Warner has proposed a new information technology agency, changes in the way VDOT does business, more planning for state water supplies and new ways to treat the mentally ill.
"What I spent December talking about was the reform agenda," Warner said in a conversation with reporters today. "All these are moving through fine. Those are going to be about how we make this government more efficient."
The governor hailed a vote by senators today to pass legislation increasing access to unemployment insurance.
In reviving the decades-old issue of a two-term governor, Warner had been joined by a business and political coalition that included two Republican lobbying firms. He said part of the coalition failed in its mission to persuade enough Republicans to vote for it.
"Many of the supporters who were lobbying on behalf of this thought they had a much bigger margin" among Republicans, Warner said. "They had me get a certain number of Democrats, and I more than did."
Warner spent this morning lobbying seven Democrats who voted against the succession measure when it first came up for a floor vote Monday night, but he did not attempt to convince Del. Robert D. Hull (Fairfax), one of three Democrats who voted against the resolution during the final attempt to save it today. One of the Democrats said he accidentally voted to kill it.

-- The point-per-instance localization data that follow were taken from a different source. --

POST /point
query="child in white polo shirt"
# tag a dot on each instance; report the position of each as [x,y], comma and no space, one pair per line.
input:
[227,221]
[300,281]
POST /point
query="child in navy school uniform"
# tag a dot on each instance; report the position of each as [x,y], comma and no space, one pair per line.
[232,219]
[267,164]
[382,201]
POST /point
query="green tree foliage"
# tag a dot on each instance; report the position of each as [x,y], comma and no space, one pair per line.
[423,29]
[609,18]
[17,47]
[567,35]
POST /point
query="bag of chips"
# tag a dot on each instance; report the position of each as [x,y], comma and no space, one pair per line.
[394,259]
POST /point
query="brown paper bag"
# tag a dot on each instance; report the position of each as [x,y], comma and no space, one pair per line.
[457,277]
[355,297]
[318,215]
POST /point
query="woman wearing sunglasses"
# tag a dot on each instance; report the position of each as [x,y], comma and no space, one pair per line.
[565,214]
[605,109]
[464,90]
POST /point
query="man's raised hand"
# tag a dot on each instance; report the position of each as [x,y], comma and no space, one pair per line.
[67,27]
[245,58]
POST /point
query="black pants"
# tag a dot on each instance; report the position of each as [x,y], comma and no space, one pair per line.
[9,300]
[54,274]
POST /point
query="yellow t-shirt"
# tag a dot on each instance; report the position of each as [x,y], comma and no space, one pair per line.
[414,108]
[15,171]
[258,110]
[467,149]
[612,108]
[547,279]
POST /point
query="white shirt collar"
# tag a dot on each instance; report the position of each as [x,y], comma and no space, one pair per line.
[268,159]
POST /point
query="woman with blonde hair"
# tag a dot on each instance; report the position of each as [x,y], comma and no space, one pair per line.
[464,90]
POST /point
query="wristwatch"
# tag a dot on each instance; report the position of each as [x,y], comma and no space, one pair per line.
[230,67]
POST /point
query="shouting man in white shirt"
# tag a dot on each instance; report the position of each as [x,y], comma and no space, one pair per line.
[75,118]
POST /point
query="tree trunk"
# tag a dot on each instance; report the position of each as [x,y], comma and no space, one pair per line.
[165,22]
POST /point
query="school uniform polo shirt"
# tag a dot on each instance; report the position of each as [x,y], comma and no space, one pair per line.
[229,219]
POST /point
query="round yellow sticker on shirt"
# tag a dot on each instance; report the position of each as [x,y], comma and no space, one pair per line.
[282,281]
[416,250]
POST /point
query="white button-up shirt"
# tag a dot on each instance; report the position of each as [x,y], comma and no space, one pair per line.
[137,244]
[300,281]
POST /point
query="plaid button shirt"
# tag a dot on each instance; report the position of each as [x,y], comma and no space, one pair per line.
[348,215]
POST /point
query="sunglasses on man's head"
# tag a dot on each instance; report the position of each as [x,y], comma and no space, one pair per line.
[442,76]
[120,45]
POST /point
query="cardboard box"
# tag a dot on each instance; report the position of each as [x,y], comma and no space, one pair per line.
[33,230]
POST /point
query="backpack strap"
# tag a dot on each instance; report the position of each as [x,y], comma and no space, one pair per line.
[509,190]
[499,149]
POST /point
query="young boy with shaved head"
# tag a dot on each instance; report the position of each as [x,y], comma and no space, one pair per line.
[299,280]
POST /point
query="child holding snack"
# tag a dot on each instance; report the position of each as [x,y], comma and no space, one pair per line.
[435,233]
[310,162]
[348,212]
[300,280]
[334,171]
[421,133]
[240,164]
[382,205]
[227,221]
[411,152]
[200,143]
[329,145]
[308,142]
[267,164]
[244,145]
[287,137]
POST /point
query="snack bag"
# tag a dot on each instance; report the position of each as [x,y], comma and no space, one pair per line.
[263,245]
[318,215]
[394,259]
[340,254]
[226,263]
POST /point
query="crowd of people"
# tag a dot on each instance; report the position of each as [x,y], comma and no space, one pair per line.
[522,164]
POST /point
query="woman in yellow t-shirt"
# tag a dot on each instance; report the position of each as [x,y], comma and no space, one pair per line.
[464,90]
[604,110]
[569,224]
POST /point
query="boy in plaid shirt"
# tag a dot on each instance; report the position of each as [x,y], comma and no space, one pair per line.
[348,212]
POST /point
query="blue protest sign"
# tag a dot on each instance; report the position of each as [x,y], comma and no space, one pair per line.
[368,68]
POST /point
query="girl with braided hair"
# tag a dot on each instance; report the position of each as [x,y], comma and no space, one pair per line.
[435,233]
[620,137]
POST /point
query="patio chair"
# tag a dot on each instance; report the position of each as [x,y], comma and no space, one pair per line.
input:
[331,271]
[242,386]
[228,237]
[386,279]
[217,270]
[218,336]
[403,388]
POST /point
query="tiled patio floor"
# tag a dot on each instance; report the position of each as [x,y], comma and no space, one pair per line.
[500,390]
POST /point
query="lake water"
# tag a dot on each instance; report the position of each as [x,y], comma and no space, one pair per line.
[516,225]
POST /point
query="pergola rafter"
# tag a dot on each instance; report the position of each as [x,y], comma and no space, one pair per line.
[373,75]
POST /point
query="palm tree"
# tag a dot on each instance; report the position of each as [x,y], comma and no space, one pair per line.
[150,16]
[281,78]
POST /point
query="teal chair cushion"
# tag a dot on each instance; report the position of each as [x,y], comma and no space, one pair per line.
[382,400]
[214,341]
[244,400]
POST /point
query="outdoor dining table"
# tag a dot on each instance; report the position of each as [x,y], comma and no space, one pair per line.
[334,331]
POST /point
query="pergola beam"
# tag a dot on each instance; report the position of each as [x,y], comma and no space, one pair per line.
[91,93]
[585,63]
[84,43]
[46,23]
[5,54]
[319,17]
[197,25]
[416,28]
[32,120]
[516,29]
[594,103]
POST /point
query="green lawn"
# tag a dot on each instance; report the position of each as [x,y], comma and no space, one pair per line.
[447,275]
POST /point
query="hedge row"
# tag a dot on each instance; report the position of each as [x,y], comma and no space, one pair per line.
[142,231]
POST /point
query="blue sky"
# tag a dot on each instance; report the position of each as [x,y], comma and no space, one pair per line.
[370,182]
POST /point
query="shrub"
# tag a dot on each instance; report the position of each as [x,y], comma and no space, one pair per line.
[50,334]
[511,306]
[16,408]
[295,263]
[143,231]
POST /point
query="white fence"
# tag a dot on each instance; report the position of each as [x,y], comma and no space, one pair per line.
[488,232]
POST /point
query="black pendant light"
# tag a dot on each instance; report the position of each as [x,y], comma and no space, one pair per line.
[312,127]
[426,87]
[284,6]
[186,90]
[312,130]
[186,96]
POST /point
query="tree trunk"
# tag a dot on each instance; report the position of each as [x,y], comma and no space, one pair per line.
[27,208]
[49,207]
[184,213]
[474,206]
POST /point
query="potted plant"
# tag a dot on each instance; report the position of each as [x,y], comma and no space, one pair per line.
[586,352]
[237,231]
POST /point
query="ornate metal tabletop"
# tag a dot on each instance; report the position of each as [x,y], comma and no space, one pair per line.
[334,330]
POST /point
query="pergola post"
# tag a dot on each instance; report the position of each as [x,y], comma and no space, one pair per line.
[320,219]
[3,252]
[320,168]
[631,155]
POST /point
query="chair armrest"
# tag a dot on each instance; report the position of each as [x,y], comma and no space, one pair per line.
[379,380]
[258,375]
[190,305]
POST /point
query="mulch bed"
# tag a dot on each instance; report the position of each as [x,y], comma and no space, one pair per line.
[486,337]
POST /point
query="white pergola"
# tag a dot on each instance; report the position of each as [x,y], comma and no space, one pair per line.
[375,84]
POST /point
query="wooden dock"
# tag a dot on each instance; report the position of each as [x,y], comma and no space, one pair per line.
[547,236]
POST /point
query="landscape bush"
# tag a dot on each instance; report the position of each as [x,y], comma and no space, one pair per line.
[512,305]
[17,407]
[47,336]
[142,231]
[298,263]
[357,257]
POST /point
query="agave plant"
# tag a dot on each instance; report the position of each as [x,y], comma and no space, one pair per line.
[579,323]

Majority Leader H. Morgan Griffith (R-Salem), who led the opposition, said he could support the change if Warner agreed to give up some of his appointment powers. "I don't care if we have a two-term governor. That's not the issue," he said. "We cannot do this without obliterating those checks and balances."
Several lawmakers said Warner must stem the defections from his party if he hopes to push an agenda through the assembly.

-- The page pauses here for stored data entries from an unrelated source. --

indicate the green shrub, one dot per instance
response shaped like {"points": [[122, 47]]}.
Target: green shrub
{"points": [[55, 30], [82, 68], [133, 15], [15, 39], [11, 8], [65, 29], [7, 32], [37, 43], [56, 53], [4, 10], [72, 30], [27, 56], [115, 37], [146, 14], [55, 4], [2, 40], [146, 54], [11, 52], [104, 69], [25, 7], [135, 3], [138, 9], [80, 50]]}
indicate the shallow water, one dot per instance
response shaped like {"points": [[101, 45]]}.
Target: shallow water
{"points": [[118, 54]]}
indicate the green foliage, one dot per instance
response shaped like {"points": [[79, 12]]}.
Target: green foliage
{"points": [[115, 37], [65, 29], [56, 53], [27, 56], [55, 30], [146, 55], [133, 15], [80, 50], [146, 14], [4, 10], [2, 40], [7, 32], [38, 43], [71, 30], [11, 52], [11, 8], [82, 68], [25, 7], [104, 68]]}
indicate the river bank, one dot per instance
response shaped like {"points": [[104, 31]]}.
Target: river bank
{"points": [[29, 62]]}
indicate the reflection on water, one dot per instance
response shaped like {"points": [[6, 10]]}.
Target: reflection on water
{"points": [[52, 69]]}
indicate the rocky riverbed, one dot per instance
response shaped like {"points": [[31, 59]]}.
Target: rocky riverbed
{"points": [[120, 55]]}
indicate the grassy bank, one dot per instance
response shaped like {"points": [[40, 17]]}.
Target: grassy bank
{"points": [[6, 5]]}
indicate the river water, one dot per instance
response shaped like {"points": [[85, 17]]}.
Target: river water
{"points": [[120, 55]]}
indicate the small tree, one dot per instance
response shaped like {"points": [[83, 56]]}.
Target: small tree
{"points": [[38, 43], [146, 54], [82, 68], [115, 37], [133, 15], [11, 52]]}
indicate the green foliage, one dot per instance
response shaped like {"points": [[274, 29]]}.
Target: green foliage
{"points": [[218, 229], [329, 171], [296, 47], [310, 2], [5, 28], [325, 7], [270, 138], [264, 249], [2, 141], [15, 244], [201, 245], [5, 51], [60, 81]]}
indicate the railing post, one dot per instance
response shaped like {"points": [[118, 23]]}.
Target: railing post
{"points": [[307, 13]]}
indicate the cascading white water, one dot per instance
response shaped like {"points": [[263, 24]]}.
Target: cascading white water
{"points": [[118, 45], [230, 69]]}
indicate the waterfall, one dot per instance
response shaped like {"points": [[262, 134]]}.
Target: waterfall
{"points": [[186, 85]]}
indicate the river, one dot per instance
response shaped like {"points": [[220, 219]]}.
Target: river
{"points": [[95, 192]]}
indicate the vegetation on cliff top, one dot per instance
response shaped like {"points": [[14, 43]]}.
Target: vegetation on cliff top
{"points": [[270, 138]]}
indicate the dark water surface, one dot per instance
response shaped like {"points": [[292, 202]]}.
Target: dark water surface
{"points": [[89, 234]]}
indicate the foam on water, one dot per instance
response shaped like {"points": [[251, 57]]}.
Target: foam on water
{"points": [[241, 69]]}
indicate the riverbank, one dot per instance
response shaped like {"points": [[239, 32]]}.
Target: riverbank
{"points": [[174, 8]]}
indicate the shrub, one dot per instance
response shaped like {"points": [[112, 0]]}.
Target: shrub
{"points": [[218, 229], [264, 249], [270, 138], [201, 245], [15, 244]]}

They noted that previous governors who faced opposing parties in the legislature have nonetheless managed to win approval for big changes in government by holding on to their own votes and picking up support from the opposition.
Some senior Democrats said they are frustrated by Warner's overall lack of engagement. Others said they felt no loyalty to the governor because he hasn't pushed for their priorities.
Sen. R. Creigh Deeds (D-Bath) said views on the estate tax were cemented before Warner made clear his opposition.
Deeds said Warner has done a good job working with lawmakers to close a $1.2 billion budget shortfall. But he contrasted Warner with former governor George Allen (R), who also dealt with a legislature ruled by the opposing party. "He's not the bully that Allen was," Deeds said. "People do not fear Mark Warner."
Ten Senate Democrats joined the Republicans in voting to repeal the estate tax, including Minority Leader Richard L. Saslaw (Fairfax), who said he was worried that cash-poor farmers would be forced to sell their land to pay the tax.
But Saslaw indicated that his and other votes could change if the body faces a vote to override a veto. "I'm sure we'll see this again," he said. "Things can change."
Saslaw said that Warner did not lobby him on any of the issues that came before the Senate and that he hasn't "picked any [fights] yet. I think he'll be more combative as time goes on. It's a matter of feeling your way."
Staff writer R.H. Melton contributed to this report.